The study included 91 clinical cases with 78 different chief complaints and a mean number of 38 (SD 8) findings for each case. The total number of expected diagnoses was 272, of which 174 were different (some appeared more than once). Of the 272 expected diagnoses, 231 (87.5%; 95% CI 76-99) diagnoses were suggested within the top 20 listed diagnoses, 209 (76.8%; 95% CI 66-87) were suggested within the top 10, and 168 (61.8%; 95% CI 52-71) within the top 5. The median rank of correct diagnoses was 3 (IQR 2-6).
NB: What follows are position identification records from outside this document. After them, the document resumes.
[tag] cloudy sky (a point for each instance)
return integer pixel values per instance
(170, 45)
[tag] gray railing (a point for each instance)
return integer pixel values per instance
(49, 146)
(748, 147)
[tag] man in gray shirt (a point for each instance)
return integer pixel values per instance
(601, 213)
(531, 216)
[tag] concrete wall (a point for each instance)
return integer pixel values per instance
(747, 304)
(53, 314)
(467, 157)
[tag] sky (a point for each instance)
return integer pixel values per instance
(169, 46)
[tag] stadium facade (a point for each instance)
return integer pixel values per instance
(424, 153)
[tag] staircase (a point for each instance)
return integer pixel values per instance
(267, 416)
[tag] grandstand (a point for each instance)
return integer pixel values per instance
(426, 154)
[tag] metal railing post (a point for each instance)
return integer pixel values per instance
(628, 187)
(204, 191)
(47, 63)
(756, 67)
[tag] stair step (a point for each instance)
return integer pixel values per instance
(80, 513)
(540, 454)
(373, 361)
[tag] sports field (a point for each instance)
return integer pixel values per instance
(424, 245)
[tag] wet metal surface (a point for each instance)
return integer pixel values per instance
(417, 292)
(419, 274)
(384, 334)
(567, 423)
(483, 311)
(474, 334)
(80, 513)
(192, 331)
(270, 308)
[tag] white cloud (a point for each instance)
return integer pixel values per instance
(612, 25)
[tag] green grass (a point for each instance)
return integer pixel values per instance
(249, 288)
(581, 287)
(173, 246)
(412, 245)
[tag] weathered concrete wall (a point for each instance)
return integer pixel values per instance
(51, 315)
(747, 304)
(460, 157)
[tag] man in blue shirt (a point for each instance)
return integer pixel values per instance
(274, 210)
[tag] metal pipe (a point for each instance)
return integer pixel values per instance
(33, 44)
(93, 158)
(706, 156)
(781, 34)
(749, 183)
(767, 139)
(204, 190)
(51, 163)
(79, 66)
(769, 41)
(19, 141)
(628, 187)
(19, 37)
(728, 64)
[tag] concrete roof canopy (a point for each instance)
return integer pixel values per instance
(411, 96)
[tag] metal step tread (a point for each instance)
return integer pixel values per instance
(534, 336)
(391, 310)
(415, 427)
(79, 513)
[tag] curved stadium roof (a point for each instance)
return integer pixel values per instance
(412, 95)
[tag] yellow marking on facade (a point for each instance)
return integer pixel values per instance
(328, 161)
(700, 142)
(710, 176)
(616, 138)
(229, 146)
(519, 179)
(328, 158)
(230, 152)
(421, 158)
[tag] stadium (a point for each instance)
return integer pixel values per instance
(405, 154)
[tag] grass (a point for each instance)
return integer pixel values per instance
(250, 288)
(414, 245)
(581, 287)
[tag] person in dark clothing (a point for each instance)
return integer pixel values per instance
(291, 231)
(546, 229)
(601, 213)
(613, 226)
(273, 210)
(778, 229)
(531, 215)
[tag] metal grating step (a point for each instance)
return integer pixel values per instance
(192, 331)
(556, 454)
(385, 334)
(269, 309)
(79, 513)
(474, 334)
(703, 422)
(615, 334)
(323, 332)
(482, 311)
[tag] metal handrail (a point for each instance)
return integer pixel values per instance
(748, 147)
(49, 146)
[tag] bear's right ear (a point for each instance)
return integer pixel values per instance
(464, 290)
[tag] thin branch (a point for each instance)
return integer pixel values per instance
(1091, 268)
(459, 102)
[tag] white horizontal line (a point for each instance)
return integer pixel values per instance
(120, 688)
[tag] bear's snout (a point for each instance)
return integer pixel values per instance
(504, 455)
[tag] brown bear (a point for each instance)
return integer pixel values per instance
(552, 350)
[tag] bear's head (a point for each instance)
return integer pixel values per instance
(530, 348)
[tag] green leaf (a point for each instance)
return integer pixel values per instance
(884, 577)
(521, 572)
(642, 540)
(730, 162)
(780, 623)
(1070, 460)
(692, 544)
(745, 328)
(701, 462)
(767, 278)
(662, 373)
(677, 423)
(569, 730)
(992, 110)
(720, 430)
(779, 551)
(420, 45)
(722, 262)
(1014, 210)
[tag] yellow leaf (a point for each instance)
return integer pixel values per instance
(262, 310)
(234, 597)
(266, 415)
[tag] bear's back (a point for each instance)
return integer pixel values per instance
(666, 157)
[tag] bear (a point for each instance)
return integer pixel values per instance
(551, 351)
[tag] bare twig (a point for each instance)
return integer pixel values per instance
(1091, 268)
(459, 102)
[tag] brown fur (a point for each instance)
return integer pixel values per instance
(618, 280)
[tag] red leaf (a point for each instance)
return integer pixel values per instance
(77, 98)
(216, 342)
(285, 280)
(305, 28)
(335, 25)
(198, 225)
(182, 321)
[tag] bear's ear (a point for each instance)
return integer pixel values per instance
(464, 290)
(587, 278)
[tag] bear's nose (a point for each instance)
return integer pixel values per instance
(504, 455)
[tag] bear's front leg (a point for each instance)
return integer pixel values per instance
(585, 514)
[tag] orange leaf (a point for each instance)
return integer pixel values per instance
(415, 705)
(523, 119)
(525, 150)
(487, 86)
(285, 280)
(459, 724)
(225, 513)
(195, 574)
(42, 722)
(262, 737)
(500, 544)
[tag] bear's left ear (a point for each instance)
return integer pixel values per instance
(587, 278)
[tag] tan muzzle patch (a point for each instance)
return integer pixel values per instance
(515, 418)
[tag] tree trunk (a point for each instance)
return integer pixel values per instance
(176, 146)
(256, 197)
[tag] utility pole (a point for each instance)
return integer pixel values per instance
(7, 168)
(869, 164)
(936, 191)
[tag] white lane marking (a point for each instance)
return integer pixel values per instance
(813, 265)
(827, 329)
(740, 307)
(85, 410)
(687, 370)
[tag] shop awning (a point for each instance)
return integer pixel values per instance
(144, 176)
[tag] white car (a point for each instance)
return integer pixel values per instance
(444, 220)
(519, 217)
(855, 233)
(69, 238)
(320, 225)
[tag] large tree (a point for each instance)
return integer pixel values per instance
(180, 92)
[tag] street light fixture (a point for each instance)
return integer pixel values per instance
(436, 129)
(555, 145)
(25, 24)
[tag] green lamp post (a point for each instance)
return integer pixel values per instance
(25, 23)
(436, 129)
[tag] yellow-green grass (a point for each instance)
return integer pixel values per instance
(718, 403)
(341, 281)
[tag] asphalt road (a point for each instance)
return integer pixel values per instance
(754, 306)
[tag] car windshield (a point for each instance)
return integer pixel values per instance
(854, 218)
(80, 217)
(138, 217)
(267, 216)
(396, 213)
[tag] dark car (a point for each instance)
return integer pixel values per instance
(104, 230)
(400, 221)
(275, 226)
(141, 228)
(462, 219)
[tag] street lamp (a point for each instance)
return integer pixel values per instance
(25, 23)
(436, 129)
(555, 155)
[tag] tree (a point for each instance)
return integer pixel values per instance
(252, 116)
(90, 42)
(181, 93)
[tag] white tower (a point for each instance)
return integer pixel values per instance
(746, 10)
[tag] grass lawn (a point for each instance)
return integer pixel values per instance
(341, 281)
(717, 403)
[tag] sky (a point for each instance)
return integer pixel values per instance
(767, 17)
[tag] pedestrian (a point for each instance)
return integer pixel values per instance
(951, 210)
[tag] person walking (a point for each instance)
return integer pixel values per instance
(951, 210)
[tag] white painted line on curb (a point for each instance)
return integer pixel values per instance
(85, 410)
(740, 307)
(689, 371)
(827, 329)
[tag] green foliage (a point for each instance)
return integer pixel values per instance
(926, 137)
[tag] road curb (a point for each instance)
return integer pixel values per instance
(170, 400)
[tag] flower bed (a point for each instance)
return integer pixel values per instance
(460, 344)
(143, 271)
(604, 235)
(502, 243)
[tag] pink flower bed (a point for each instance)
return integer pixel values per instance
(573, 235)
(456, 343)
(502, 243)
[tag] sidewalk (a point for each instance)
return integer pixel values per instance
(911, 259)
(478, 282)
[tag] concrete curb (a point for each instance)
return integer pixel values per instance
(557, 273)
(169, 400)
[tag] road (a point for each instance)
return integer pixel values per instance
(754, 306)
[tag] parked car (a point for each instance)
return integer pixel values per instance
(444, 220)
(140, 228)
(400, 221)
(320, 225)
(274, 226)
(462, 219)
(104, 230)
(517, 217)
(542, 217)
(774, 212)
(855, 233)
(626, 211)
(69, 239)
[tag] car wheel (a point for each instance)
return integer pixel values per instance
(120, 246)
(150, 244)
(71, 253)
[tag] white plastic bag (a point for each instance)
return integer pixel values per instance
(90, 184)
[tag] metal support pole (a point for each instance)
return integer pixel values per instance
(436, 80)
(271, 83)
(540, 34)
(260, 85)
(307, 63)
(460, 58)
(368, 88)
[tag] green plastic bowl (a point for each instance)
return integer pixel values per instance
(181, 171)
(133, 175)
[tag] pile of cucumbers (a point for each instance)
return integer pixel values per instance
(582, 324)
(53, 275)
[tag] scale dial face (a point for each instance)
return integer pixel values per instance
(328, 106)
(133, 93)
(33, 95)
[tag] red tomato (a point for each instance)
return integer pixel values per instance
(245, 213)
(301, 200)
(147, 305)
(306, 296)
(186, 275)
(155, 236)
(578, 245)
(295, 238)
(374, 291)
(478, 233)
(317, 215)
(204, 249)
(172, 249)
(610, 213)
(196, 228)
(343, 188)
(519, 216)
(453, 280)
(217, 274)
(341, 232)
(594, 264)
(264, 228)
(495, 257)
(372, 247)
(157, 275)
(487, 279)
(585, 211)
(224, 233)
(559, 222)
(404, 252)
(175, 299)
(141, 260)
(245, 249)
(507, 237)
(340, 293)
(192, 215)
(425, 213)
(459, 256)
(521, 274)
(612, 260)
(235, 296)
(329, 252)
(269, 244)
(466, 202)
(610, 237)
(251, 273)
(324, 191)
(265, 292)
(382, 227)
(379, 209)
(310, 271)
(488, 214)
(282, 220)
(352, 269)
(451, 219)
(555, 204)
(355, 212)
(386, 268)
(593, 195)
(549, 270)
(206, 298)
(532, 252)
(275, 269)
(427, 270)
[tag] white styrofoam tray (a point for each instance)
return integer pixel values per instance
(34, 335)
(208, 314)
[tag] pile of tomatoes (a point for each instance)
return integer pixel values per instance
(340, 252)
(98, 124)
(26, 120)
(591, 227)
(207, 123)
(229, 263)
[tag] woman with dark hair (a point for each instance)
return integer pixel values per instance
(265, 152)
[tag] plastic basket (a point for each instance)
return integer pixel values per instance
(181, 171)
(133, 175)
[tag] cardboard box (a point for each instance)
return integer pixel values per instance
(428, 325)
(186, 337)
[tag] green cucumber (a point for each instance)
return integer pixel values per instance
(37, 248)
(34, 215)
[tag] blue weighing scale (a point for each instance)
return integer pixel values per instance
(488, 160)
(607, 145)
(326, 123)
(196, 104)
Of the 91 expected diagnoses, 62 (68%; 95% CI 59-78) of the cases were suggested within the top 20 listed diagnoses, 44 (48%; 95% CI 38-59) within the top 10, and 24 (26%; 95% CI 17-35) within the top 5. Of the 91 expected diagnoses, in 87 (96%; 95% CI 91-100), at least 2 out of 3 of the cases' expected diagnoses were suggested within the top 20 listed diagnoses; 78 (86%; 95% CI 79-93) were suggested within the top 10; and 61 (67%; 95% CI 57-77) within the top 5.
The diagnostic support tool evaluated in this study demonstrated good diagnostic accuracy and comprehensiveness; it also had the ability to manage a wide range of clinical findings.
诊断决策支持系统(DDSS)是旨在通过在诊断决策过程中支持临床医生来改善医疗保健的计算机程序。先前关于DDSS的研究表明它们有能力提高临床医生的诊断技能、预防诊断错误并降低住院成本。尽管有潜在益处,但它们在临床实践中的应用有限,这凸显了对新的和改进产品的需求。
本研究的目的是对一种新的人工智能驱动的诊断工具“卡洪”的诊断性能进行初步分析。
基于该程序“解决”美国医师执照考试第二步临床技能委员会考试模拟中的临床病例的能力来评估诊断性能,这些病例取自3家领先备考公司的病例库。每个病例包括3个预期的鉴别诊断。3名不知情的初级医生将病例输入卡洪平台。对于每个病例,记录正确诊断在生成的鉴别诊断列表中的存在情况和排名。每种诊断性能通过两种方式衡量:第一,作为诊断敏感性;第二,作为代表诊断全面性的病例特异性成功率。
该研究包括91个临床病例,有78种不同的主要症状,每个病例平均有38个(标准差8)检查结果。预期诊断的总数为272个,其中174个不同(有些出现不止一次)。在272个预期诊断中,231个(87.5%;95%置信区间76 - 99)诊断在列出的前20个诊断中被提出,209个(76.8%;95%置信区间66 - 87)在前10个中被提出,168个(61.8%;95%置信区间52 - 71)在前5个中被提出。正确诊断的中位排名为3(四分位距2 - 6)。在91个预期诊断中,62个(68%;95%置信区间59 - 78)病例的诊断在列出的前20个诊断中被提出,44个(48%;95%置信区间38 - 59)在前10个中被提出,24个(26%;95%置信区间17 - 35)在前5个中被提出。在91个预期诊断中,87个(96%;95%置信区间91 - 100)病例中至少3个预期诊断中的2个在列出的前20个诊断中被提出;78个(86%;95%置信区间79 - 93)在前10个中被提出;61个(67%;95%置信区间57 - 77)在前5个中被提出。
本研究中评估的诊断支持工具显示出良好的诊断准确性和全面性;它也有能力处理广泛的临床检查结果。